Los hombres de ciencia no fueron tampoco muy afectados, aunque por lo
menos cuatro vagas descripciones sugerían la visión fugaz de extraños
paisajes, y uno de ellos hablaba del temor a algo anormal.
Las
respuestas más pertinentes procedían de artistas y poetas, que si
hubieran podido comparar sus notas hubieran sido presas del pánico. Ante
la falta de las cartas originales, llegué a sospechar que el compilador
había estado haciendo preguntas insidiosas o había deformado el texto
de la correspondencia para corroborar lo que había resuelto ver. Por eso
persistí en la creencia de que Wilcox, conociendo de algún modo los
viejos documentos reunidos por mi tío, había estado engañándolo. Estas
respuestas de los artistas narraban una perturbadora historia. Entre el
28 de febrero y 2 de abril gran parte de ellos había tenido sueños muy
curiosos, alcanzando su máxima intensidad en el tiempo del delirio del
escultor. Una cuarta parte hablaba de escenas y sonidos semejantes a los
descritos por Wilcox y algunos confesaban su terror ante una criatura
gigantesca y sin nombre. Un caso, que las notas describían con énfasis,
era particularmente triste. El sujeto, un arquitecto muy conocido, algo
inclinado al ocultismo y la teosofía, se volvió completamente loco la
noche que llevaron al joven Wilcox a la casa de sus padres, y murió
meses después gritando que lo salvaran de algún escapado habitante del
infierno. Si mi tío hubiese conservado los nombres de estos casos, en
vez de reducirlos a números, yo hubiera podido hacer alguna
investigación personal. Pero, como estaban las cosas, sólo pude
encontrar a unos pocos. Todos, sin embargo, confirmaron las notas. Me
pregunté a menudo si aquellos a quienes había interrogado el profesor
Angell se habían sentido tan intrigados como este grupo.

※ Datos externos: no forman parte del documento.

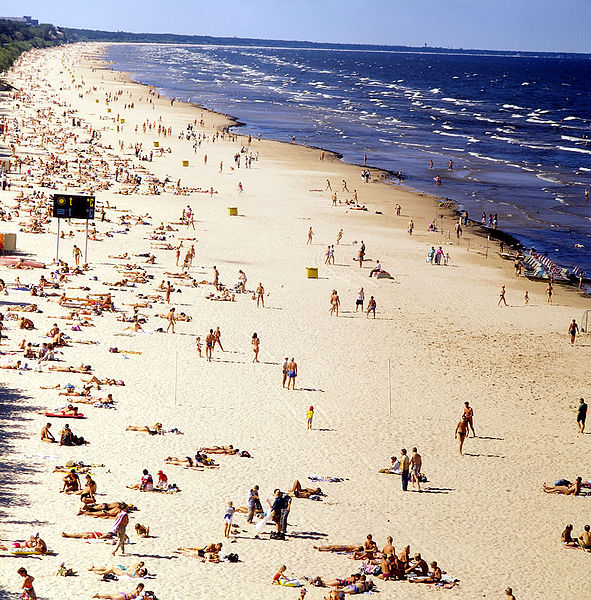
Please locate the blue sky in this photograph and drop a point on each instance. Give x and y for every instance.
(542, 25)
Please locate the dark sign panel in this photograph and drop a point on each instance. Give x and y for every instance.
(73, 206)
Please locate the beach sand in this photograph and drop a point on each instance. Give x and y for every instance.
(483, 517)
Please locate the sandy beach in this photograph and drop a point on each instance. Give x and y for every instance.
(483, 516)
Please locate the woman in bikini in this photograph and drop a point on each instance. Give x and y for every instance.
(256, 341)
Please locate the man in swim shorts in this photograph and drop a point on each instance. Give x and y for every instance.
(292, 373)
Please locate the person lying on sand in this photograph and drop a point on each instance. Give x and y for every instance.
(71, 483)
(89, 535)
(339, 548)
(105, 510)
(122, 596)
(361, 586)
(230, 450)
(80, 369)
(298, 491)
(573, 489)
(435, 576)
(210, 553)
(137, 570)
(200, 460)
(34, 543)
(566, 537)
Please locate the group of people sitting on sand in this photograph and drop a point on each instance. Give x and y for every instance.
(391, 565)
(583, 541)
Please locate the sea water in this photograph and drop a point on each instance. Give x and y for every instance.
(514, 126)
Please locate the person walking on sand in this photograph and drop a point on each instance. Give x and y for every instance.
(260, 295)
(502, 297)
(118, 529)
(292, 373)
(256, 341)
(573, 329)
(171, 320)
(360, 300)
(228, 516)
(209, 345)
(404, 468)
(462, 431)
(77, 254)
(217, 339)
(284, 370)
(334, 303)
(416, 462)
(469, 414)
(582, 415)
(27, 587)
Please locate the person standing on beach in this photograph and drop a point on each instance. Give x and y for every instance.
(416, 462)
(335, 301)
(255, 346)
(582, 415)
(228, 516)
(27, 587)
(469, 414)
(251, 502)
(118, 529)
(462, 431)
(77, 253)
(360, 300)
(573, 329)
(404, 468)
(502, 297)
(260, 295)
(284, 370)
(209, 345)
(292, 373)
(171, 320)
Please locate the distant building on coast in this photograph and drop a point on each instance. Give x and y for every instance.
(26, 19)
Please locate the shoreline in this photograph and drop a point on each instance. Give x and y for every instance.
(387, 176)
(438, 329)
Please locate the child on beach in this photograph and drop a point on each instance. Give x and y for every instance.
(228, 516)
(27, 587)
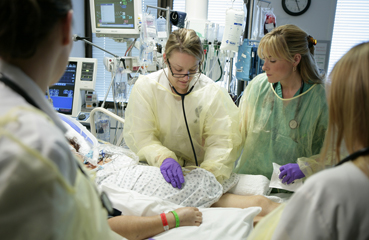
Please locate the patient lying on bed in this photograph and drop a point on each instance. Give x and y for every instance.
(120, 166)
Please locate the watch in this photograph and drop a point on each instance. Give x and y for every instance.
(295, 7)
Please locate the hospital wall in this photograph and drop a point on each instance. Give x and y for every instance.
(78, 28)
(317, 21)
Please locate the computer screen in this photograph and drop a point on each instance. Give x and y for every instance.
(62, 93)
(68, 94)
(114, 18)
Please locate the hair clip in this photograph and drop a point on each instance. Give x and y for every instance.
(311, 41)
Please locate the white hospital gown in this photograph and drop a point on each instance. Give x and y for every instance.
(201, 189)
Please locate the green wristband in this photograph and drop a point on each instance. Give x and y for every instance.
(176, 217)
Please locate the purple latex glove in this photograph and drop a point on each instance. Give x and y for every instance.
(172, 172)
(291, 172)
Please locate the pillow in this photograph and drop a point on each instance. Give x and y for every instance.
(218, 223)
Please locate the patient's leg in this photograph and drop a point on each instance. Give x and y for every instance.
(239, 201)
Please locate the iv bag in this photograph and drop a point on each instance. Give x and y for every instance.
(233, 29)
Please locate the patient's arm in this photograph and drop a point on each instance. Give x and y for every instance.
(239, 201)
(135, 227)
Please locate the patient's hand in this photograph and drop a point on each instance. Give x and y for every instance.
(189, 216)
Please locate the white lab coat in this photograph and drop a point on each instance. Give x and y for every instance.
(42, 193)
(332, 204)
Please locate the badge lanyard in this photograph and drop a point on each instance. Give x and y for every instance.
(103, 197)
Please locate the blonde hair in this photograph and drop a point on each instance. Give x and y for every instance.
(185, 41)
(285, 42)
(348, 100)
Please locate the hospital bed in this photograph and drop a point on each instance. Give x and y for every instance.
(131, 199)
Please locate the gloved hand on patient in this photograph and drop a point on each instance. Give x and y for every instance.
(172, 172)
(290, 172)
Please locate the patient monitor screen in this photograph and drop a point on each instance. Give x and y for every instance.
(114, 14)
(62, 92)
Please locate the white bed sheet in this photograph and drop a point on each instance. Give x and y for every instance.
(218, 223)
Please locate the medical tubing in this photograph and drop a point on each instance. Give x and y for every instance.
(184, 114)
(176, 217)
(107, 92)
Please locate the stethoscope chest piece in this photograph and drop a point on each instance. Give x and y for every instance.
(293, 124)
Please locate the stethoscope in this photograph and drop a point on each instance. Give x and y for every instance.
(184, 115)
(352, 157)
(106, 203)
(293, 123)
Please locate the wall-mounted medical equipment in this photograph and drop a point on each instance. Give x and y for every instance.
(69, 94)
(248, 63)
(116, 19)
(233, 29)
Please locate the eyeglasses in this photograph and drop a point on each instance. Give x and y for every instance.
(180, 75)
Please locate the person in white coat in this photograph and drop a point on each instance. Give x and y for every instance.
(44, 191)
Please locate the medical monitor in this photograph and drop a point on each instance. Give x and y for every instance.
(115, 19)
(79, 76)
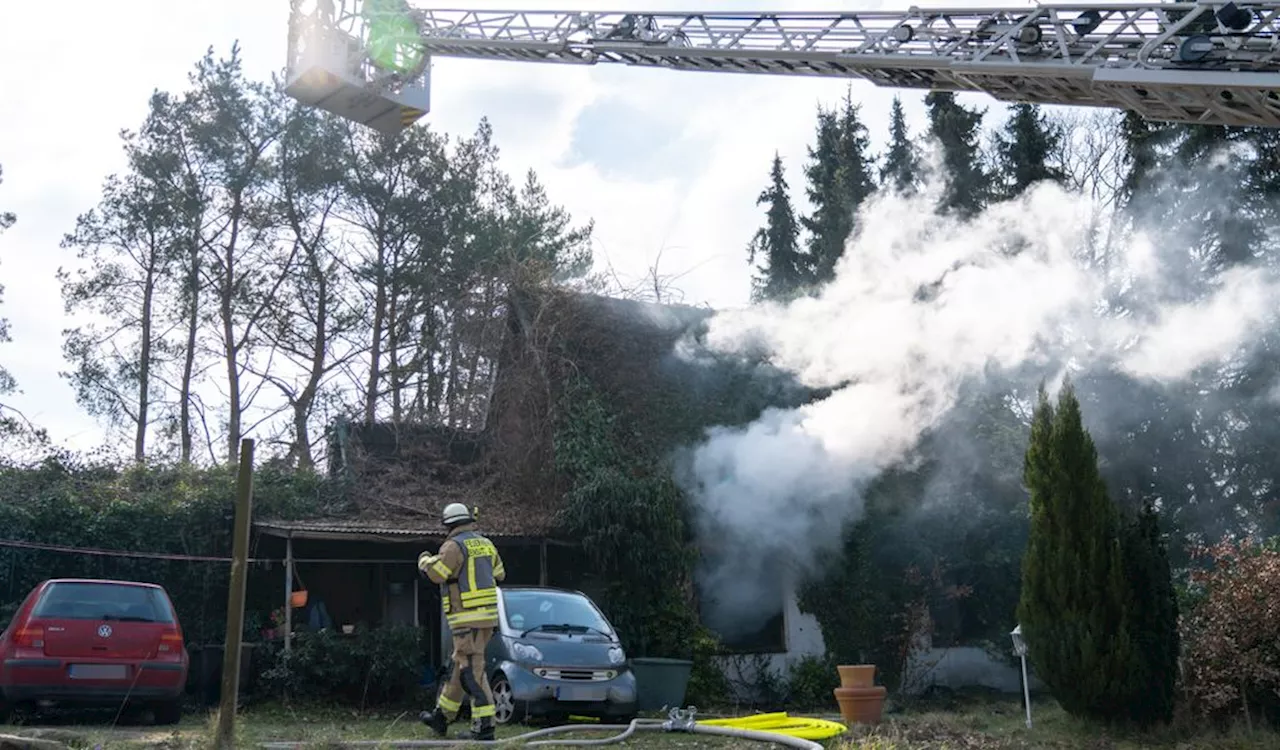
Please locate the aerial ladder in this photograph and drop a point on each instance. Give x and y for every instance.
(1192, 62)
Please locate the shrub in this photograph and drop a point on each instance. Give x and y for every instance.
(810, 684)
(375, 667)
(1232, 631)
(1153, 620)
(1075, 599)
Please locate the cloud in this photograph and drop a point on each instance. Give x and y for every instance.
(690, 200)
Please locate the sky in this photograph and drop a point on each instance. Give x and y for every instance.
(668, 164)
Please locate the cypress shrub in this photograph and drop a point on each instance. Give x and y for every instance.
(1075, 594)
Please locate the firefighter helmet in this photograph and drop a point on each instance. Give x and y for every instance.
(456, 513)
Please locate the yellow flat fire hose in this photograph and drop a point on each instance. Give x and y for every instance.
(784, 723)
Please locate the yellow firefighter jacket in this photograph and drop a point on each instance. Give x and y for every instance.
(467, 570)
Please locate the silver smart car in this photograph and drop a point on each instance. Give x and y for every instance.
(554, 654)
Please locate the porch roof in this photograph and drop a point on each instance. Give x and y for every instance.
(384, 530)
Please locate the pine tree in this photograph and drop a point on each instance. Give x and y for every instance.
(840, 179)
(1074, 595)
(853, 179)
(1028, 150)
(776, 245)
(958, 128)
(1153, 620)
(826, 225)
(901, 167)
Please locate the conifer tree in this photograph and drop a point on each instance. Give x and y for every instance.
(776, 245)
(901, 167)
(826, 225)
(840, 179)
(958, 128)
(1074, 595)
(1028, 150)
(1153, 620)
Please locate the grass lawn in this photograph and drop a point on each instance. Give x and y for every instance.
(963, 725)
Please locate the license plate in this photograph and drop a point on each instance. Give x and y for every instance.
(580, 693)
(99, 672)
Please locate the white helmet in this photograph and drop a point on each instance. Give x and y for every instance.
(456, 513)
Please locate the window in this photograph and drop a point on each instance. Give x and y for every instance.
(528, 609)
(86, 600)
(755, 627)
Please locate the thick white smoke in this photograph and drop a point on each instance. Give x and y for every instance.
(920, 305)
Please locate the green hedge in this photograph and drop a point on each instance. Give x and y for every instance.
(155, 510)
(376, 667)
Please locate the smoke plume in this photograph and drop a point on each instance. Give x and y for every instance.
(922, 306)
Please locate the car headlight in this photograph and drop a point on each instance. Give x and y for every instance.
(526, 653)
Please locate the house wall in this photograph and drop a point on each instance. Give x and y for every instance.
(963, 667)
(952, 668)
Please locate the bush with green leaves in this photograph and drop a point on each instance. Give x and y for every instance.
(167, 510)
(632, 521)
(382, 667)
(1097, 603)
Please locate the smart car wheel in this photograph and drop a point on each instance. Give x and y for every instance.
(506, 708)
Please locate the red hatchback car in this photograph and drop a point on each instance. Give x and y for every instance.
(85, 643)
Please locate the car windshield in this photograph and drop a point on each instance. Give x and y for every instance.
(551, 611)
(88, 600)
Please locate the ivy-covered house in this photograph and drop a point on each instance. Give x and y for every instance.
(571, 475)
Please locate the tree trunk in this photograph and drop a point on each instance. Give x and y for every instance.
(229, 347)
(393, 339)
(375, 344)
(305, 402)
(140, 438)
(188, 366)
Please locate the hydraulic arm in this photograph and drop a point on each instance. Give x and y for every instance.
(1207, 62)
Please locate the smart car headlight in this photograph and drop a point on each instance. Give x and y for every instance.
(526, 653)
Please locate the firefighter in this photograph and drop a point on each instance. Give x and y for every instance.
(467, 570)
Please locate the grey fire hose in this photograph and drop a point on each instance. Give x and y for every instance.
(677, 721)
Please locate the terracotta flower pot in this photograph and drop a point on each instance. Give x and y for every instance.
(856, 675)
(860, 705)
(862, 702)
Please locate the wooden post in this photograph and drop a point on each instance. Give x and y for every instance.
(288, 593)
(224, 739)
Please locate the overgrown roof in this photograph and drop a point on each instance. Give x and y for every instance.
(402, 475)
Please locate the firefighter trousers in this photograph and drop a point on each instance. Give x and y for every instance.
(467, 676)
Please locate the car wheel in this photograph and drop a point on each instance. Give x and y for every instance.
(507, 709)
(168, 713)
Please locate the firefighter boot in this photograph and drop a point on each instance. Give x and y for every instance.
(435, 719)
(481, 731)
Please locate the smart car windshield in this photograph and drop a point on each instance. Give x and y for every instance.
(553, 612)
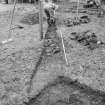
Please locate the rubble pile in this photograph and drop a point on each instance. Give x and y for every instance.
(88, 39)
(31, 18)
(69, 22)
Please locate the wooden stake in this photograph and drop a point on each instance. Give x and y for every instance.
(41, 19)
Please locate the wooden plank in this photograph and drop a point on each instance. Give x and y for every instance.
(41, 19)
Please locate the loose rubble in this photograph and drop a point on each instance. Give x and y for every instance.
(69, 22)
(88, 39)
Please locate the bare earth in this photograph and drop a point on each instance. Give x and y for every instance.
(19, 58)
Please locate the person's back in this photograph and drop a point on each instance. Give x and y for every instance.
(49, 9)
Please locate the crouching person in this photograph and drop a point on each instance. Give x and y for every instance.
(49, 9)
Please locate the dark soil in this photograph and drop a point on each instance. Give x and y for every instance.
(31, 18)
(64, 91)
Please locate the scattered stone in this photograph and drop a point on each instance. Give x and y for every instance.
(69, 22)
(31, 19)
(88, 39)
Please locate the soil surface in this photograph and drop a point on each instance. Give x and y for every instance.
(28, 65)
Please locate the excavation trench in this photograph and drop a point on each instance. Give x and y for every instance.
(63, 90)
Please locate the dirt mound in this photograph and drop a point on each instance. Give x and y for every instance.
(69, 22)
(64, 91)
(31, 18)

Nunca les di
explicaciones, y es mejor así.
Los
recortes de prensa, como ya he dicho, trataban de casos de pánico,
manía y excentricidad, siempre en el mismo período. El profesor Angell
debió de haber empleado una agenda de recortes, pues el número de estos
extractos era prodigioso, y además procedían de todos los rincones del
mundo. Uno describía un suicidio nocturno en Londres: un hombre había
saltado por una ventana luego de lanzar un grito horrible. En una
confusa carta al editor de un periódico sudamericano un fanático
anunciaba, apoyándose en sus visiones, un futuro siniestro. Un despacho
de California relataba que una colonia teosófica había comenzado a usar
vestiduras blancas ante la proximidad de un “glorioso acontecimiento”,
que no llegaba nunca, mientras las noticias de la India se referían
cautelosamente a una seria agitación de los nativos, producida a fines
de marzo. Las orgías vudúes se habían multiplicado en Haití, y en África
se había hablado de unos cantos misteriosos. Los oficiales
norteamericanos radicados en Filipinas habían tenido ciertas
dificultades con algunas tribus, y en la noche de 22 de marzo los
policías de Nueva York habían sido molestados por levantinos histéricos.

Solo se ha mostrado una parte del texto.